Embodied carbon policies take a variety of forms, depending on the level of government involvement and the scope of behavior the policy is intended to address. Examples include:
- Procurement policies (like Buy Clean and material-specific variations)
- Climate Action Plans
- Building codes
- City zoning, land use, and building regulations and incentives, including building and material reuse policies
- Executive orders addressing embodied carbon of building and industrial sector emissions
CLF founder and executive director Kate Simonen emphasized the urgency of using policy as a lever to address embodied carbon on a wide scale: “The logical conclusion of the Paris Agreement is that we must drive carbon emissions down in every sector and must approach these reductions in a systematic way.We already know how to create energy-efficient buildings, and we’ve made good progress on the energy side of the equation. Reducing the impact of building materials and construction – as much as or more than 50% of the life cycle carbon of a building – is both important and under-addressed. We must act now to implement effective low-embodied carbon policies and practices. Emissions released now are more critical than emissions released later–we don’t have time to wait.”
The policy primer series begins with an introduction to procurement policies, also known as Buy Clean. Keep checking back to see additional primers on other policy areas.
Policy is an essential step towards creating the scale of action required to rapidly reduce embodied carbon in construction. Alongside a rigorous scientific approach to developing tools and data for decarbonization, innovative policies can create a market demand for lower carbon products and encourage harmonization of embodied carbon reporting. These policies also require capacity building across the building industry to be implemented successfully. Members of the Carbon Leadership Forum network play a vital role as leaders in their organizations and communities who can share best practices and knowledge.
– CLF Research Scientist Meghan Lewis
By The Numbers
Buy Clean legislation: A highly leveraged way to promote low-carbon innovation
Buy Clean legislation was first enacted into law in California in 2018, and since has been introduced in Oregon, Washington, Colorado, and Minnesota state legislatures. A New York State law aims to reduce the carbon footprint of concrete. Local action to curb embodied carbon has been adopted in a range of jurisdictions, including Seattle, Portland, Eugene, Marin County, CA, Austin, TX, and the Port Authority of New York and New Jersey. Tour the policy toolkit to learn more.
Introducing Monica Huang
Monica Huang has been a research engineer on the staff of the CLF since 2016, specializing in environmental life cycle assessment (LCA).
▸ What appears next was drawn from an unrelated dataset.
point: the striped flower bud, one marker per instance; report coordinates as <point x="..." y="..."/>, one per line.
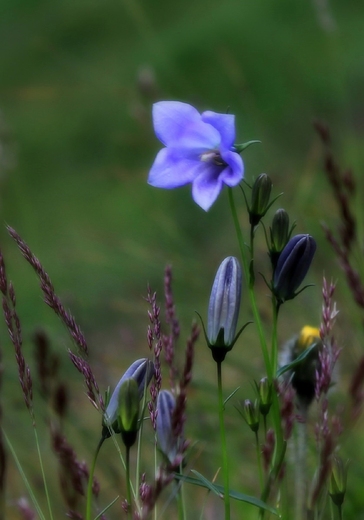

Her recent research topics include the environmental impact of housing, optimizing tall wood structures, and developing data on the environmental impact of earthquake damage. She was also the lead author for a guide on the use of LCA in design and construction practice. Her past research experience includes diverse topics such as astronomy, electronic waste, and sea level rise. As a graduate student, she developed the Port of Seattle’s first study on the impacts of sea level rise on seaport structures.